What protects these ludicrous ideas? Tradition. Long-standing tradition than modern pan-Africanists believe European imperialist powers have tried to remove in their attempt to control trade during colonial days. It's quite clear this side of the argument is merely a guise under which misogynistic ideals that substantiate this commodification of women are concealed. With this anti-colonialist stance, traditionalist South African men are hoping to protect their supposed male privilege which makes them feel they have the right to own women and engage in intimate relations with more than one woman at a time without the weight of being accused of adultery. Even more so, those in support of polygamy believe it is somewhat better for men to be given the right under law to have more than one wife than to revel in illicit affairs on the down low with their mistresses.

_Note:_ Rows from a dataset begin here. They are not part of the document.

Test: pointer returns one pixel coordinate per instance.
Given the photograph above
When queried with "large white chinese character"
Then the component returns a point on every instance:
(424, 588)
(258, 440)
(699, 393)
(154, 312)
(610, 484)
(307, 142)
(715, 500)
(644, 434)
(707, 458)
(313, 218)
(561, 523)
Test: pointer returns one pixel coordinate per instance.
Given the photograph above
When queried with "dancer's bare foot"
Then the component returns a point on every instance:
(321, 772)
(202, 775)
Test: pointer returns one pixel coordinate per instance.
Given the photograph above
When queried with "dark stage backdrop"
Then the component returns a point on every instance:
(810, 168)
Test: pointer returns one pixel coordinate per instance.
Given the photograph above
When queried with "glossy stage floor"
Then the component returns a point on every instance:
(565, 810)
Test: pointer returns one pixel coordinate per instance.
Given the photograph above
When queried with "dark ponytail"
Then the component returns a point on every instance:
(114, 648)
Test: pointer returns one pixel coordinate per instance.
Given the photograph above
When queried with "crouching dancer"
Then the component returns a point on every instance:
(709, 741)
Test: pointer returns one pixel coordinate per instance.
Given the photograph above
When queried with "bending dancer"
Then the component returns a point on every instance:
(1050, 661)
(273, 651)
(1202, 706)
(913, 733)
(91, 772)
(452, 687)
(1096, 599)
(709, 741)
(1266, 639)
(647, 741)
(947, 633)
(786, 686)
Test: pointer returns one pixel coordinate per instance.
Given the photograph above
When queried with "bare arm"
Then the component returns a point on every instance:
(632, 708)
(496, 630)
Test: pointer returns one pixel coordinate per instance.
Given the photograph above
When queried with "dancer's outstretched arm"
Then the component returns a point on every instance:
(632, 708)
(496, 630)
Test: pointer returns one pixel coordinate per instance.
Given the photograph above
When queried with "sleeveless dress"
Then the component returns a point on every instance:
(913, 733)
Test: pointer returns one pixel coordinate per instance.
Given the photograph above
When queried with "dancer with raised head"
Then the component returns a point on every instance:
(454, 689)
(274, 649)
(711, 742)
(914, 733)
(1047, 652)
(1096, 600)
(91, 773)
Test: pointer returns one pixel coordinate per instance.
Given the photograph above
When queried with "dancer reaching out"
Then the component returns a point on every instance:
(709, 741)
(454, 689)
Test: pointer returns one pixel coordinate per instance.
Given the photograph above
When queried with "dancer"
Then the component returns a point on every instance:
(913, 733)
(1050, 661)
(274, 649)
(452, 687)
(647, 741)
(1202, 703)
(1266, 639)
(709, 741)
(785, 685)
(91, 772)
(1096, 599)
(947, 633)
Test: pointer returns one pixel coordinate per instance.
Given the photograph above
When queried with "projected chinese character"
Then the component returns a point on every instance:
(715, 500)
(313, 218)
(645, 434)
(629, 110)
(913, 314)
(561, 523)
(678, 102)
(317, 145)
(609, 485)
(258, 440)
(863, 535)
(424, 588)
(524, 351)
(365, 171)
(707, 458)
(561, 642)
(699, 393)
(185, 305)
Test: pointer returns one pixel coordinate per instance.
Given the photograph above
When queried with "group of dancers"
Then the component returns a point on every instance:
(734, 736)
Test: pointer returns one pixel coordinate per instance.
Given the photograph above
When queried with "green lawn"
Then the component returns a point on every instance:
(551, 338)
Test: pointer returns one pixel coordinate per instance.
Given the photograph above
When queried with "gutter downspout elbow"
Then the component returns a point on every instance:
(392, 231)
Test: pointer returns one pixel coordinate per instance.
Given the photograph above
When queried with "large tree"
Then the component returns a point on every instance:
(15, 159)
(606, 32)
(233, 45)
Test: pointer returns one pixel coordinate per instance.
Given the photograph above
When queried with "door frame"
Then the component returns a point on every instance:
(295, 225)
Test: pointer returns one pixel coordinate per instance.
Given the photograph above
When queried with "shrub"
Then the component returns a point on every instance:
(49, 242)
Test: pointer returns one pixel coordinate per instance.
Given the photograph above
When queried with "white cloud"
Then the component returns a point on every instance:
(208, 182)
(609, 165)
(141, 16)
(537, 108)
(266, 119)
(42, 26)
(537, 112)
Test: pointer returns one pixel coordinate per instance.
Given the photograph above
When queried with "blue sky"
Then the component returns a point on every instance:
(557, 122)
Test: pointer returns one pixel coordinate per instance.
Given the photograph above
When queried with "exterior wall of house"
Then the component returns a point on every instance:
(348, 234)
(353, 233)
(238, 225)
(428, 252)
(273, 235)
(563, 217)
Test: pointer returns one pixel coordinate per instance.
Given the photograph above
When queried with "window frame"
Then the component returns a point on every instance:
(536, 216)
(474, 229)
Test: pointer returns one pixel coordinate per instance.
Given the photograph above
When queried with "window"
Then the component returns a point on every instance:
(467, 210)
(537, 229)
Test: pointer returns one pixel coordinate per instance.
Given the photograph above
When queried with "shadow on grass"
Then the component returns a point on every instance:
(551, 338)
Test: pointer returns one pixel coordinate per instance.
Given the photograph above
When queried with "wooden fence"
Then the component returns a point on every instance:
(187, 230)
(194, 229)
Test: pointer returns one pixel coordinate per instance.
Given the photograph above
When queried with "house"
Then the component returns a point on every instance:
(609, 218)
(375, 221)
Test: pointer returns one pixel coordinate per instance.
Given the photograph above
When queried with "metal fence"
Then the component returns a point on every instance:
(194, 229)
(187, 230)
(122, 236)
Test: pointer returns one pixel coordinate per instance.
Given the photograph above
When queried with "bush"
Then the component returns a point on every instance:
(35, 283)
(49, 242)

Progress is gender equality. Gender equality is the future as far as I am concerned. These kind of practices simply do not belong in the fabric modern society. They are primitive and demeaning. When the president of a country does nothing more than collect women in the manner one would collect prized posessions, how can problems such as wage gaps and violence against women be properly addressed. At the root of the patholgies that cause men to appropriate and disrespect female bodies is the notion that women are somehow inferior and should take their role as weak and powerless submissives in society. Which limits them from being taken seriously (as men are) in the workplace and in parliament. And also encourages men to beat their imperiously beat their wives up. Seek extra-maritial affairs without guilt or concern for the psychological implications this will have on the various members of the household. And simply treat women not as fellow human beings but rather as members of some sort of subhuman race of people that happen to exist alongside them and on who, ironically enough, they are intrinsically and desperately dependant for just about...everything in their lives including their very own existence on this mad planet. How funny.

This practice should not be legal. For a country that is struggling to reduce its HIV/AIDS infection rate, it is not only terribly embarrassing for the president to set the standard for female oppression and objectification for men in the country to happily follow, but also exacerbates the various problems underlying the spread of this disease. These problems, of course, have plenty to do with gender relations. Which I believe are deeply troubled and in need of fixing.